Besides, it is the week before Thanksgiving.  So, you can’t be alone, there is an air of anticipation, of imminent arrival.  La Donna is away because she has gone to retrieve Maddie from college.  She comes in like a force of nature ready to disturb whatever sense of equilibrium this empty-ish nest has come to settle upon.  A few days later Rhys will be gathered up from his college experience and brought into the mix to tell us what horizons he has explored and mountains he has climbed.  In the middle of that my sister from California flies in to join the festivities and spend time with mom and dad in their new setting in Warren.  So, she will be in and out for a time, hardly know she is there some of the time, at least until the dogs greet her not knowing is she is a stranger or a familiar one when she returns from a day with the folks.  I mean, come on, California!

And then on the day itself, we’ll gather up mom and dad from Warren.  And then my brother and his wife with their two grown daughters will drive from South Bend and the house will be filled to bursting (We are giving the dogs the day off with a couple of nights in the kennels, in case you are wondering).  We've already designated corners for folks to retreat to should the need arise.  We've been there before, you see.  For the most part, we enjoy one another’s company.  For the most part we get along like a house on fire - lots of heat, and yelling and running here and there.  How’s your holiday shaping up?

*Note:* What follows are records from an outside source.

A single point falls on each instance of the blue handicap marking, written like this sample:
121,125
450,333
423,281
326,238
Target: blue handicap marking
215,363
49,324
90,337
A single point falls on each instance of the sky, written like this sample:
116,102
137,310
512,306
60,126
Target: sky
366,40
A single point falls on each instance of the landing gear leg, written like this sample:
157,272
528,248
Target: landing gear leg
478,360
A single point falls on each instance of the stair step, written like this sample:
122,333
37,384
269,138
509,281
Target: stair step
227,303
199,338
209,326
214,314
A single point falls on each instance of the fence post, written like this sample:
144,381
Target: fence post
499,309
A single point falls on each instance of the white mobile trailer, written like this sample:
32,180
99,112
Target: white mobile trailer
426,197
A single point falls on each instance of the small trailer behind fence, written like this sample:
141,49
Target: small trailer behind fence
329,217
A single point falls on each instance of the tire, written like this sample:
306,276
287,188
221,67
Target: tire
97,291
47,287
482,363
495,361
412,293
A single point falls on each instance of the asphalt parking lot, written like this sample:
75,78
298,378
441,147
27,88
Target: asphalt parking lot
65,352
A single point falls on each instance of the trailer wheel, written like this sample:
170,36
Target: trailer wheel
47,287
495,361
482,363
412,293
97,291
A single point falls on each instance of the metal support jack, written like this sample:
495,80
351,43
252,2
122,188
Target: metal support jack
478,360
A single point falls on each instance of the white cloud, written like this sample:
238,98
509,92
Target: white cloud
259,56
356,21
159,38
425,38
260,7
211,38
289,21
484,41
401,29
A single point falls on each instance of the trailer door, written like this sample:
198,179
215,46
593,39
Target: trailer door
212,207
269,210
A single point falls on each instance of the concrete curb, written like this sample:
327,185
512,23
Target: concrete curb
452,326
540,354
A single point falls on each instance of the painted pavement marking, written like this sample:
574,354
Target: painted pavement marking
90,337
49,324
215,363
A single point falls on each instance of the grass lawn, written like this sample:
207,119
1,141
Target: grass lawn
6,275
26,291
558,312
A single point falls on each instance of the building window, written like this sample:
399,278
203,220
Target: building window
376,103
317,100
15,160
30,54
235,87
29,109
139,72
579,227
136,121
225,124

Lots of food, lots of family fellowship, but space as well.  Lots of voices, stories told and retold, laughter and understanding and, let’s be frank, misunderstanding, and nerves and guilt and hurt feelings and words used to lash out, to protect, to wound even because pride gets in the way when we least expect it.  And the voices are less a comfort and sense of home and hope and joy and more like sandpaper on our soul.  The voices are less a welcome and more a burden, like they are pulling you in too many directions, like they are each wanting a piece of you until there is nothing left and you have lost yourself in the very place where you should be found.  You are uncertain in the very place where you should be sure.  You are nobody in the very place you should be somebody.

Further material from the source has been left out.